Mr. Bowden also reiterated the need to allow full humanitarian access to all people in need in the Afgooye corridor, located outside of the Somali capital of Mogadishu.
According to a press release of the UN-backed African Union Mission in Somalia (AMISOM), issued on Wednesday, Afgooye has for a long time been a stronghold of Al Shabaab insurgents and is a strategic junction for routes to the north, west and south of Somalia. In the so-called Operation Free Shabelle, AMISOM said that its forces, and those of the Somali National Army, have made significant progress in the last 24 hours towards Afgooye town, with the aim of bringing security to the 400,000 people located inside the Afgooye corridor.
“While remaining strictly neutral and independent of political and military processes, humanitarian actors are coordinating preparations to ensure immediate assistance is available to civilians most affected by military activities in the corridor,” Mr. Bowden added in his statement.
The UN Office for the Coordination of Humanitarian Affairs has previously said that an upsurge in conflict in the corridor will most likely lead to a further displacement of internally displaced people (IDPs) from the corridor into Mogadishu and surrounding areas.

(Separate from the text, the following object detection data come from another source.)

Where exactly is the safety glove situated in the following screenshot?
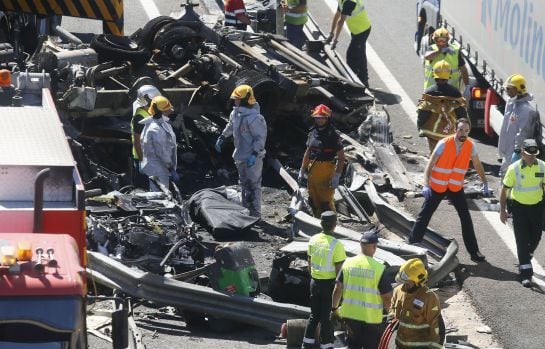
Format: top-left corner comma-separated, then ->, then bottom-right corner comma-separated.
422,184 -> 431,199
246,154 -> 257,167
331,172 -> 341,189
214,136 -> 225,153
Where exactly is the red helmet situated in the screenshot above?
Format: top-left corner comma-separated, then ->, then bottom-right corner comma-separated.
311,104 -> 331,118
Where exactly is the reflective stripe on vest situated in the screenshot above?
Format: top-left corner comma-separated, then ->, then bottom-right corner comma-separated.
284,0 -> 308,25
424,43 -> 462,91
396,337 -> 443,349
310,236 -> 337,279
430,135 -> 473,193
338,0 -> 371,35
513,160 -> 545,193
131,107 -> 151,160
339,255 -> 385,324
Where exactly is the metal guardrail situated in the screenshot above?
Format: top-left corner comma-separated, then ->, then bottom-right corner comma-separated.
87,251 -> 310,333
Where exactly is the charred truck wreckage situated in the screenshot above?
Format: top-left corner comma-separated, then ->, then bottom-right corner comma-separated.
0,2 -> 464,346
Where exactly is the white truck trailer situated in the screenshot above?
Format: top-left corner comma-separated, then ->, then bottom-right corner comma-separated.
415,0 -> 545,144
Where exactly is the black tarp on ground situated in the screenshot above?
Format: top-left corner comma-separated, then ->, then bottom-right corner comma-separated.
189,186 -> 259,239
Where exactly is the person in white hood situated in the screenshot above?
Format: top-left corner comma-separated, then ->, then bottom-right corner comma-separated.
498,74 -> 539,178
131,85 -> 161,189
140,96 -> 179,191
216,85 -> 267,217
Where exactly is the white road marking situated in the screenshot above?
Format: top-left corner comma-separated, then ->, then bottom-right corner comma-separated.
138,0 -> 161,19
324,0 -> 545,291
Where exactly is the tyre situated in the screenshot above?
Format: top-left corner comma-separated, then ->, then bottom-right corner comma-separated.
91,34 -> 151,66
137,16 -> 176,50
152,23 -> 202,63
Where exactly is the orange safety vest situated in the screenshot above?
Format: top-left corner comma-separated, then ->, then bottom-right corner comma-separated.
430,135 -> 473,193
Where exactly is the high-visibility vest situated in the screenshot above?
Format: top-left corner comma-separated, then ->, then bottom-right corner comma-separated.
424,43 -> 462,91
308,233 -> 340,279
339,0 -> 371,35
417,94 -> 465,140
430,135 -> 473,193
339,255 -> 385,324
510,159 -> 545,205
284,0 -> 308,25
131,108 -> 151,160
224,0 -> 246,27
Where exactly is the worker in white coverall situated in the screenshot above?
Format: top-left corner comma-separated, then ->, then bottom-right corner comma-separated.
498,74 -> 539,178
140,96 -> 180,191
216,85 -> 267,218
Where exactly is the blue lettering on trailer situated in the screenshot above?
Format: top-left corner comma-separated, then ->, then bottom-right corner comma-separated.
481,0 -> 545,80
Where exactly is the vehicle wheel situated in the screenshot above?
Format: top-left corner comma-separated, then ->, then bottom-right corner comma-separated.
137,16 -> 176,50
91,34 -> 151,66
152,23 -> 201,63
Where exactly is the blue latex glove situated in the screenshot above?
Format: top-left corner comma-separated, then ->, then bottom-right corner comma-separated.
214,136 -> 225,153
170,170 -> 180,182
331,172 -> 341,189
483,183 -> 490,196
511,150 -> 520,163
422,185 -> 431,199
246,154 -> 257,167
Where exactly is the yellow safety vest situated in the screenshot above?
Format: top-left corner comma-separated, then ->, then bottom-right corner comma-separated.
284,0 -> 308,25
504,159 -> 545,205
339,255 -> 385,324
339,0 -> 371,35
424,43 -> 462,91
307,233 -> 346,280
131,107 -> 151,160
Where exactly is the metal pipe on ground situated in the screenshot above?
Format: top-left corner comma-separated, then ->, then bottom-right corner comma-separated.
87,251 -> 310,333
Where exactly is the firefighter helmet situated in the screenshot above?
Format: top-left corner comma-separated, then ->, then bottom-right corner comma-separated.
311,104 -> 331,118
148,96 -> 174,115
231,85 -> 255,105
505,74 -> 526,95
136,85 -> 161,104
433,60 -> 452,80
396,258 -> 428,285
431,27 -> 450,41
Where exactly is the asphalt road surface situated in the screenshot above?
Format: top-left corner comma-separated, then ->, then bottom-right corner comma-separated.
63,0 -> 545,349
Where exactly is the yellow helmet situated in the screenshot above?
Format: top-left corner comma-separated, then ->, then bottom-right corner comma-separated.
396,258 -> 428,285
431,27 -> 450,41
231,85 -> 255,105
505,74 -> 526,95
433,60 -> 452,80
148,96 -> 174,115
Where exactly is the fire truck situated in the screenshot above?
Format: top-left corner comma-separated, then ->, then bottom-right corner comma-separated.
0,70 -> 86,348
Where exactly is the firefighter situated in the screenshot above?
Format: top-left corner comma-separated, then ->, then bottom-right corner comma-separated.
298,104 -> 344,217
417,60 -> 468,153
498,74 -> 539,178
424,28 -> 470,93
302,211 -> 346,348
216,85 -> 267,218
140,96 -> 180,191
390,258 -> 443,349
409,118 -> 489,262
282,0 -> 308,49
223,0 -> 252,30
326,0 -> 371,87
331,231 -> 392,349
500,139 -> 545,287
131,85 -> 161,189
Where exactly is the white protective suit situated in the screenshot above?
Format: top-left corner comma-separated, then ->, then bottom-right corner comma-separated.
140,116 -> 177,191
222,103 -> 267,217
498,93 -> 539,178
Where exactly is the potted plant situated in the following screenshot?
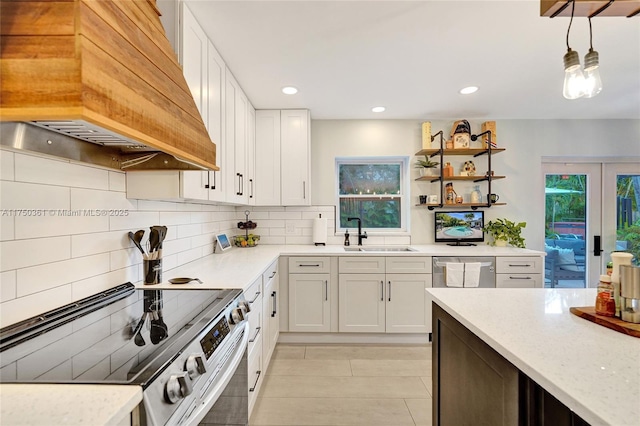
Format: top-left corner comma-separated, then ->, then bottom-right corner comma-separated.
416,155 -> 440,176
482,219 -> 527,248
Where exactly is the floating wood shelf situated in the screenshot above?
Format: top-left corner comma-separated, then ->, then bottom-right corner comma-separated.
540,0 -> 640,18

The number of IDPs in the capital is currently estimated at 184,000.
After decades of warfare, Somalia has been undergoing a peace and national reconciliation process, with the country’s Transitional Federal Institutions in the process of implementing a roadmap, devised in September last year, that spells out priority measures to be carried out before the current transitional governing arrangements end on 20 August.
Until last year, most of Mogadishu was, for several years, riven by a fluid frontline dividing the two sides – fighters belonging to the Al Shabaab movement and troops belonging to Somalia’s Transitional Federal Government, with the latter supported by AMISOM’s peacekeeping forces.
Since the Al Shabaab withdrawal from the capital’s central parts in August last year, the frontlines were pushed back to the city’s surrounding area. However, the use of roadside bombs, grenades and suicide bombers is still a regular occurrence, and outbreaks of fighting still take place.